Lombok: Nirvana

Sneak Peek:

Inspired by a few ChatGPT searches and some fellow traveler recommendations, I decided to head to the southern shore of the island of Lombok for better surfing and fewer tattoo parlors. My first destination was a small beach called Selong Belanak. I heard conflicting reports online but there was some indication of a promising break a short paddle from the shore. I booked a hotel for two nights to try it out before moving on to the next break.

I carpooled with a couple lovely ladies from the UK and Australia from the pier to my hotel area.

The scenery confirmed my first hope for Lombok: a much slower pace with more natural beauty. Goodbye Bali.


The taxi driver asked me for a photo with him. Trust me he asked for this.


I arrived at my lodging for two nights: the Selong Holiday Budget Hotel.


My room had a lovely king bed, one overhead light, air conditioning, and consistent WiFi.


I also had this little resident gecko on my ceiling.

I wandered to the beach for dinner. It was 7:30pm but not a soul was out. It felt like the middle of the night.

I found the one open restaurant and ordered some local fish curry. I felt like I had done a hard 180 from Bali and was back to the normal world.


On day 1 I enjoyed my hotel's included breakfast.


The walk to the beach included substantially more farms and open land than hotels or bars - a welcome change.


After some wandering I settled on this surf shop.

I rented a board, hopped on a boat and hit the waves. The surfing was incredible and sparsely populated.


I returned two hours later and feasted on a post surf lunch.

I laid back and watched the sunset.


When this crepe cart emerged it was the final nail in the coffin - I fell in love with Selong Belanak.

So extended my stay by another six nights and decided to go nowhere else in Lombok.

I quickly fell into a routine. I would say hello to my resident praying mantis in the morning.


Enjoy the hotel breakfast.



My fifteen minute walk to the beach always had some entertaining sights.

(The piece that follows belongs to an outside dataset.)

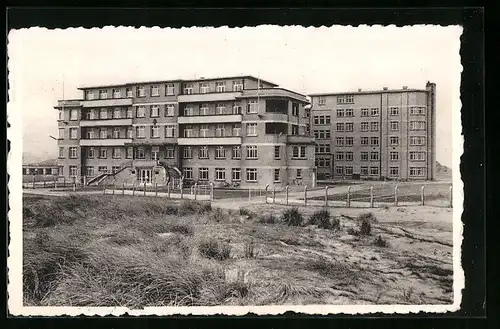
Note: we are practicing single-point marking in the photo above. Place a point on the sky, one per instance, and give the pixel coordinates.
(306, 60)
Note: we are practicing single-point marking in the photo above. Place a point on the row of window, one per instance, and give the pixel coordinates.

Like this pack of stray dogs eating a dead monkey. This ain't no Bali.


I would arrive at the surf shop.


Hop on a six minute boat ride to the surf break.


Surf to my heart's content. Return to the beach and drink a Diet Coke.

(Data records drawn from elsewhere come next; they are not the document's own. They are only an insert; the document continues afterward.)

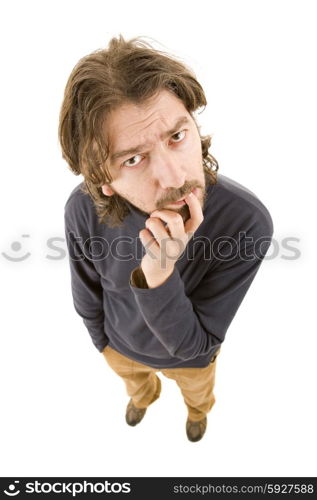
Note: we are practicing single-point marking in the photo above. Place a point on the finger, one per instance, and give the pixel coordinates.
(150, 244)
(174, 221)
(196, 213)
(157, 228)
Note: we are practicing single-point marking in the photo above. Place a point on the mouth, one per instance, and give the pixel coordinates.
(181, 201)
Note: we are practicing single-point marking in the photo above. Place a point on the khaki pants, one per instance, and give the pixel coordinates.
(144, 386)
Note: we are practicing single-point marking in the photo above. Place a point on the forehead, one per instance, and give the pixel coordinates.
(134, 122)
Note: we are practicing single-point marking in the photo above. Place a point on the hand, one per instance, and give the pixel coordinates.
(167, 243)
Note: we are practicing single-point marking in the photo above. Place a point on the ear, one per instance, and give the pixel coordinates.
(106, 189)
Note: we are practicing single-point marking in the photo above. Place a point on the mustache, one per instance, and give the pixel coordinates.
(176, 194)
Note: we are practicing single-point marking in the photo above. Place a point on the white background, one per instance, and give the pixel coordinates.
(62, 407)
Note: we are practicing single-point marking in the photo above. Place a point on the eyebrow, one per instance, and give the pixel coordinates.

And feast on french fries and grilled chicken.


Then I would go back out for a late afternoon second session.

Some days I surfed with others, like Marco from Germany. This guy was awesome.

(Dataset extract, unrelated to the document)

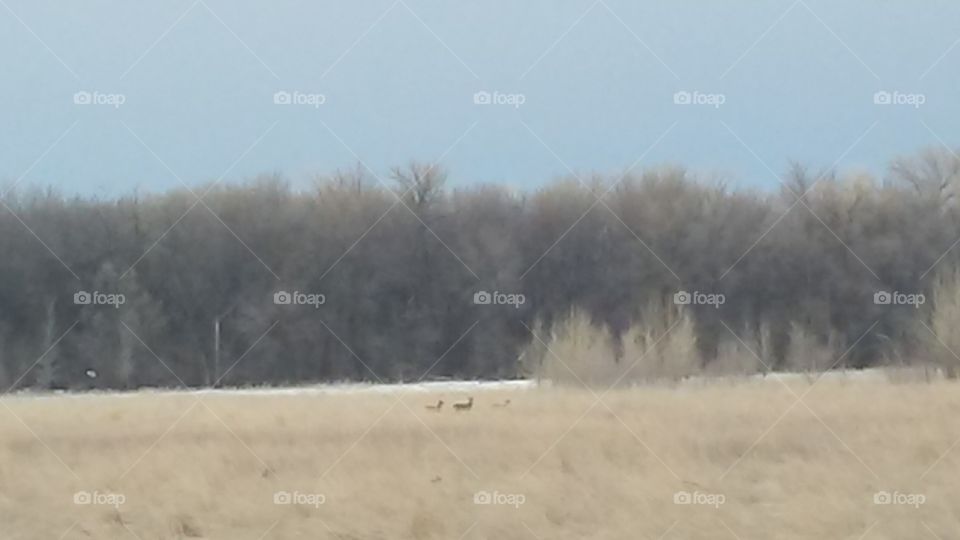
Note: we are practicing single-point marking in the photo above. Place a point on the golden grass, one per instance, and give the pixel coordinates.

I always ended the day with a crepe.


And a sunset.

Some days I would swing by the local fruit stand and grab some bananas.


I always went to Amir's satay for a heaping portion of noodles for dinner.


We would chat about his life in Lombok and his son who lives in Illinois.


Rocky was the patient surf shop owner who tolerated my antics during seven days of surfing, including one missing fin and another broken fin.


I also met this next door guide Habibi who helped me dramatically improve my surfing. He was the man.


After eight nights in Selong Belanak (the longest I've been in one place since leaving America), I set out on the ferry back to Bali (shudder).

I adored Selong Belanak. It was such a welcome laid back break from the development of Bali. The town had an untouched charm of locals coexisting with a bare bones tourism industry. Many times there were more locals surfing than tourists. This truly was a special place I will miss dearly.


As I said goodbye to Lombok it meant the end of my month of solo travel and hello to Sophie (my sister) and Grace (my cousin). They were inbound over the Pacific as I began my journey back to Bali. The plan is to meet in Bali for a few days before living on a boat and Scuba diving for a week. Exciting blog content on the horizon!


From the vault:

This two year old ran around unsupervised without pants every day. That's the Selong Belanak charm.